Everything has a failure rate. This introduces another set of heuristics (and another false-{positive,negative} rate), another set of potential implementation bugs in those heuristics. What if being able to run the program on a particularly memory-limited computer could save the universe, even more slowly than the project manager originally wanted it to run?

Statically encoding something like a memory constraint sounds very hard for all but the simplest algorithms. What about a randomized algorithm that sometimes uses more heap? How do you get around not knowing how much it's going to use without running it?

Allocate for the worst case use in the bss. The program's static size indicates explicit memory requirements.
That's Design-by-Contract. On checking side, one can generate tests from specs, static analysis, turn them plus code into verification conditions to feed to solvers, or inputs to theorem prover for handling complex stuff. Eiffel implements DbC with test generation. SPARK Ada does automated and manual proofs. Ada 2012 added contracts but idk tool support. Many languages have ways of emulating this functionality, too.

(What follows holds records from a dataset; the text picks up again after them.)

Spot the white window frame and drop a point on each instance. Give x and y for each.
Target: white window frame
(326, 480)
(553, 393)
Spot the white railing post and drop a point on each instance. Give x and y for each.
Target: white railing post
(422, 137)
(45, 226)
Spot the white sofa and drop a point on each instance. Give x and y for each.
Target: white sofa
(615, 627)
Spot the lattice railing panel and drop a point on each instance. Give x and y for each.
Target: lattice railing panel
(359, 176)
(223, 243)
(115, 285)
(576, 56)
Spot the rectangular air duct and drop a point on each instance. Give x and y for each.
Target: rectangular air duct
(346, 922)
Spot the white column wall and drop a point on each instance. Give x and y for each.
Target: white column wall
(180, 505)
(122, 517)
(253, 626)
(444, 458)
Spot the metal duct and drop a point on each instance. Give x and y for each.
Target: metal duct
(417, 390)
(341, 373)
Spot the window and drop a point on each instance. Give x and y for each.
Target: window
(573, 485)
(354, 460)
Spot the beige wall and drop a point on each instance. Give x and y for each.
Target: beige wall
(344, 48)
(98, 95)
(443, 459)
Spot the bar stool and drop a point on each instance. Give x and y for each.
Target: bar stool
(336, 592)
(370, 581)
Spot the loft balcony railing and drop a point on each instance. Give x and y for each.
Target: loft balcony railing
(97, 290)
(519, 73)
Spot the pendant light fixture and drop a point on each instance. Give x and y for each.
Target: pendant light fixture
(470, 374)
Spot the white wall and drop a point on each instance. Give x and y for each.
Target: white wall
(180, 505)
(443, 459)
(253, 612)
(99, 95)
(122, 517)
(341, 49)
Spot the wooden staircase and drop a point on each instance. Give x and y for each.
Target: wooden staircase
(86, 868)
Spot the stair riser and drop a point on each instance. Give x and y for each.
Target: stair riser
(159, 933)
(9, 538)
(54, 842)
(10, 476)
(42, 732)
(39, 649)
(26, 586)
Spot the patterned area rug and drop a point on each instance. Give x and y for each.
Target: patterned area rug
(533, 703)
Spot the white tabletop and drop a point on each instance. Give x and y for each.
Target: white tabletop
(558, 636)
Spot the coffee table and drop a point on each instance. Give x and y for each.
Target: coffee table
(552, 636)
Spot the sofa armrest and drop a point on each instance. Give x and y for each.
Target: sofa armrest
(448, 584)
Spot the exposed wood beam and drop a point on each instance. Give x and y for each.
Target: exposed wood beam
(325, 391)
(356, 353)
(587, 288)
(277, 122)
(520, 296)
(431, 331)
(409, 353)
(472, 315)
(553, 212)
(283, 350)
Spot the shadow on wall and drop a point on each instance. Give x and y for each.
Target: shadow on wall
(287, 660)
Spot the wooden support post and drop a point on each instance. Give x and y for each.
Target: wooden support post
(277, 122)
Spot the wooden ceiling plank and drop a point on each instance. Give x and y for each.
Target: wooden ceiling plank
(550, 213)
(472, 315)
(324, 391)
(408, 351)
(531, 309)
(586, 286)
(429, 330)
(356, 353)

What you're describing is essentially a proven, lightweight, formal method for improving software quality. Many commercial apps use it.

indeed, very few programming languages actually do that, and you're probably running the language on top of another language that has flawed guarantees on those constraints. Or hardware. How do you guarantee your program hasn't gone rogue if you can't guarantee the bits in your memory.
Yeah, this would be the question for fault tolerance and the whole world of distributed systems that inevitably comes with it.